An ectopic pregnancy—which can also be referred to as a tubal pregnancy—occurs when the embryo doesn’t implant itself in the uterus, but rather in one of the fallopian tubes. In rare cases, the embryo has been attached to an ovary or another abdominal organ, as well. Ectopic pregnancy is an extremely critical disorder and can be potentially life-threatening. Once diagnosed, ectopic pregnancies require immediate treatment to alleviate a more serious situation.

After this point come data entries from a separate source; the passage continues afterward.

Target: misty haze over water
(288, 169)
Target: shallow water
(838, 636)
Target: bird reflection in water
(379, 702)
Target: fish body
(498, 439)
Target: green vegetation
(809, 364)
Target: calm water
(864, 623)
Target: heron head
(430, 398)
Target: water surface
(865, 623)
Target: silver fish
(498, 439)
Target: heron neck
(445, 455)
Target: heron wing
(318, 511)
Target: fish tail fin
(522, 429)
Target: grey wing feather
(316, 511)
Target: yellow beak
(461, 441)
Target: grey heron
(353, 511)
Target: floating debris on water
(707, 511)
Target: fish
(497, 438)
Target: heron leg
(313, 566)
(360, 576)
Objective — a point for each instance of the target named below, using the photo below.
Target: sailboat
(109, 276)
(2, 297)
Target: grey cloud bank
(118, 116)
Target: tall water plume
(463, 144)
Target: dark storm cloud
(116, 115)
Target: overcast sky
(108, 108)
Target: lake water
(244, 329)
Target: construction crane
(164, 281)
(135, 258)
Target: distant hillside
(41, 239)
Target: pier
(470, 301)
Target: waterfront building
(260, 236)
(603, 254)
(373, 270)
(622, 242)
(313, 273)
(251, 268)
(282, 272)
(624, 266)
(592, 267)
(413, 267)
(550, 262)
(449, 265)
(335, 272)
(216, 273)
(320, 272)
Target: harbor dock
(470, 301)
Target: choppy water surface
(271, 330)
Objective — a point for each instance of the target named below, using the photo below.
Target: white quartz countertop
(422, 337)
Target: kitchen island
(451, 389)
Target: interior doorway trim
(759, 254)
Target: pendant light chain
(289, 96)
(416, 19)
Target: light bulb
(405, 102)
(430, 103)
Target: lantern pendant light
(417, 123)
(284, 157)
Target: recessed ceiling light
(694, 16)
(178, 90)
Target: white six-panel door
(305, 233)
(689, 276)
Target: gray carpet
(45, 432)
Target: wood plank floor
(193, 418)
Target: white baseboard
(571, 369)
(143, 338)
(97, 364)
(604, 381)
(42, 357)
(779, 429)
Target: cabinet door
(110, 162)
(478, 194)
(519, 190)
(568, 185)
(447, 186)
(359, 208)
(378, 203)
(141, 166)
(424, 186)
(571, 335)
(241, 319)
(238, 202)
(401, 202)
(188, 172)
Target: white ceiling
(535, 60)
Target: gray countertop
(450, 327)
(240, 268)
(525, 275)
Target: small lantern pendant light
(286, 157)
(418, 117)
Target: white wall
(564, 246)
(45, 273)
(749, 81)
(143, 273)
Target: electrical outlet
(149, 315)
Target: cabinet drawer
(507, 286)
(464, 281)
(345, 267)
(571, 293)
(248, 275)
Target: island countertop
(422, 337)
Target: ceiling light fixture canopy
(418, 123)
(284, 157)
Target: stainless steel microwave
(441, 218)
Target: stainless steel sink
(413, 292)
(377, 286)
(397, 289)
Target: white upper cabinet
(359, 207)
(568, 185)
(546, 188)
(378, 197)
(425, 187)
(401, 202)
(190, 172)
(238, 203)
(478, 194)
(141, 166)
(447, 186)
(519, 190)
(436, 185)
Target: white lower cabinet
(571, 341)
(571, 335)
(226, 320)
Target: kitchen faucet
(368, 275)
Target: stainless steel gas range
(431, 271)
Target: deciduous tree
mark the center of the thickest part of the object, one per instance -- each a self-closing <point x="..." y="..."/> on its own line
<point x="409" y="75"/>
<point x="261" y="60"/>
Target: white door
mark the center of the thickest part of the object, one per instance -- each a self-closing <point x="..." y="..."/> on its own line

Ectopic pregnancies are generally discovered by the eighth week of pregnancy. They are caused by conditions that slow down or block the movement of the egg down the fallopian tube and into the uterus. There are certain risk factors that increase a woman’s chances for having an ectopic pregnancy.


These risk factors include:

•    Use of an intrauterine device (IUD) at the time of conception
•    History of pelvic inflammatory disease (PID)
•    Sexually-transmitted diseases such as chlamydia and gonorrhea
•    Inherited irregularity of the fallopian tube
•    History of ectopic pregnancy
•    Tubal ligation, unsuccessful tubal ligation, or reversal of tubal ligation
•    Use of fertility drugs
•    Infertility treatments such as in vitro fertilization (IVF)

Symptoms of an ectopic pregnancy are fairly common and generally include:

•    Vaginal bleeding
•    Signs of early pregnancy
•    Lower abdominal or pelvic pain
•    Dizziness or weakness

The reason ectopic pregnancies need to be treated immediately is it runs the risk of the fallopian tube rupturing.  This can require serious procedures to stop the internal bleeding along with other life-altering complication.

There is no way to avoid an ectopic pregnancy other than to avoid any potential risk factors, if possible.